How Sustainable is the Culture of Instagram Influencers?
The likes of Instagram have created a new breed of marketers that have flipped traditional advertising strategies. Rather than selling directly to target demographics brands focus instead on catching the attention of key individuals. Companies have realised that one photo on an Instagram account with over 100,000 followers is reaching more people directly than any traditional ad campaign can. There are 400 million active users on Instagram and it has a younger user base than any of the other major networks including Facebook and Twitter. This younger audience is highly aspirational and are obsessed with following and portraying certain lifestyles. Therefore, images are the most powerful channel to reach and engage with them.
So brands face a challenge of finding marketing approaches that don’t annoy or encroach on users and many have taken to Instagram to use native advertising techniques. They engage with celebrities and influencers and negotiate deals where the influencer will use the brand’s product, post pictures and link to their website etc in exchange for money. Some influencers are earning six figures salaries from commercial endorsement deals and for many companies it has been the most successful way to associate their brand with consumers sense of self.

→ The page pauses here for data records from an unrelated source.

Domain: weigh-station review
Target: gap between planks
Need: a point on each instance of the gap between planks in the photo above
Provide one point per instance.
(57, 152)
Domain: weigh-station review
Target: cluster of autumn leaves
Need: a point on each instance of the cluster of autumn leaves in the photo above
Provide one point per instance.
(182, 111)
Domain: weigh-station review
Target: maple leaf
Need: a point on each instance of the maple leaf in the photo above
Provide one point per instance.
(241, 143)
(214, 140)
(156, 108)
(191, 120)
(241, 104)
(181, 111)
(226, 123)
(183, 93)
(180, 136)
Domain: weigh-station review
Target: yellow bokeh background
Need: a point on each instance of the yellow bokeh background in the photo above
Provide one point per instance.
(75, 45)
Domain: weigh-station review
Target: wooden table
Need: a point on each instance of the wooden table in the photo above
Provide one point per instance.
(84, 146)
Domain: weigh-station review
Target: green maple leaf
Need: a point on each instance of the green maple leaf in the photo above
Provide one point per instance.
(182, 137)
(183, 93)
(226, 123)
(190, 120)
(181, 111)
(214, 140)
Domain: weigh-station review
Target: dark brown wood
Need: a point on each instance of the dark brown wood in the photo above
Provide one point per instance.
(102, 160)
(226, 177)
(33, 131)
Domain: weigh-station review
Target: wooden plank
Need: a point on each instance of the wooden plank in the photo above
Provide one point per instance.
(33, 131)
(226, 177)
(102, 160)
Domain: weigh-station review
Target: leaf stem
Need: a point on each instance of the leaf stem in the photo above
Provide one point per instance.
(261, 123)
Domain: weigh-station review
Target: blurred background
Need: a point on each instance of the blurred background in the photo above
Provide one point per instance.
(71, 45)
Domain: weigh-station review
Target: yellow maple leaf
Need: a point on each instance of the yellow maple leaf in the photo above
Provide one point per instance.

However, the Federal Trade Commission (FTC) recently released new guidelines for native advertising which might hinder the success of these campaigns. This is a guide for businesses in an effort to clarify when native advertising may cross the line and become deceptive to consumers. The responsibility of ensuring that native ads are identifiable as advertising falls to the advertisers.
The first company to be caught out by the new regulations was US fashion brand Lord & Taylor. They had paid 50 influencers to post photos of themselves wearing one of its dresses, but failed to disclose that it had provided the dresses for free and paid each influencer thousands of dollars, hence misleading consumers. This is the first case of its kind – and in this instance Lord & Taylor avoided being fined. The dress campaign was hugely effective reaching 11.4 million users over the two days and receiving 328,000 brand engagements. The dress sold out completely which shows just how powerful native advertising can be.
The way ads work on Instagram is changing again and it’s set to become an even bigger hotbed for advertising. It has been estimated that their ad revenue will reach more than $2 billion worldwide by 2017. However, the question remains that if influencers have to disclose they were paid by endorsers will consumers continue to engage or will they see right through it?